2. Offer the frequent opportunities for choice. Teachers who allow students a degree of choice in structuring their learning activities typically have fewer behaviour problems in their classrooms than teachers who do not. Providing choices gives students a sense of autonomy and voice in their learning

3.Select high-interest or functional learning activities. Kids are more motivated to learn when their instructional activities are linked to a topic of high interest. Students may be energized to participate in academic activities if they believe that these activities will give them functional skills that they value.

4. Instruct students at a brisk pace. A myth of remedial education is that special-needs students must be taught at a slower, less demanding pace than their general-education peers. In fact, a slow pace of instruction can actually cause significant behaviour problems, because students become bored and distracted. Teacher-led instruction should be delivered at a sufficiently brisk pace to hold student attention.

5. Structure lessons to require active student involvement. Here is a powerful concept in behavior  management: it is very difficult for students to be actively engaged in academics and to misbehave at the same time! When teachers require that students participate in lessons rather than sit as passive listeners, they increase the odds that these students will become caught up in the flow of the activity and not drift off into misbehaviour. Students can be encouraged to be active learning participants in many ways.

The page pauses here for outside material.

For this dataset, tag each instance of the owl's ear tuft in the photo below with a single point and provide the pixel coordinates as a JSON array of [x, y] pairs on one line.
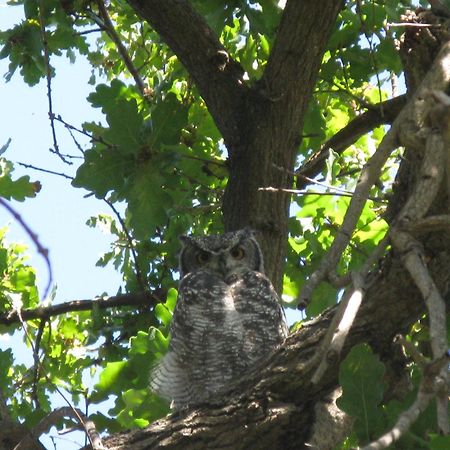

6.Give frequent teacher feedback and encouragement. Praise and other positive interactions between teacher and student serve an important instructional function, because these exchanges regularly remind the student of the classroom behavioural and academic expectations and give the students clear evidence that he or she is capable of achieving those expectations. Positive interactions are brief and can often be delivered in the midst of instruction.

7. Provide correct models during independent work. In virtually every classroom, students are expected to work independently on assignments. One modest instructional adjustment that can significantly reduce problem behaviors is to supply students with several correctly completed models.

8. Be consistent in managing the academic setting. A teacher must be consistent in enforcing his/her classroom rules.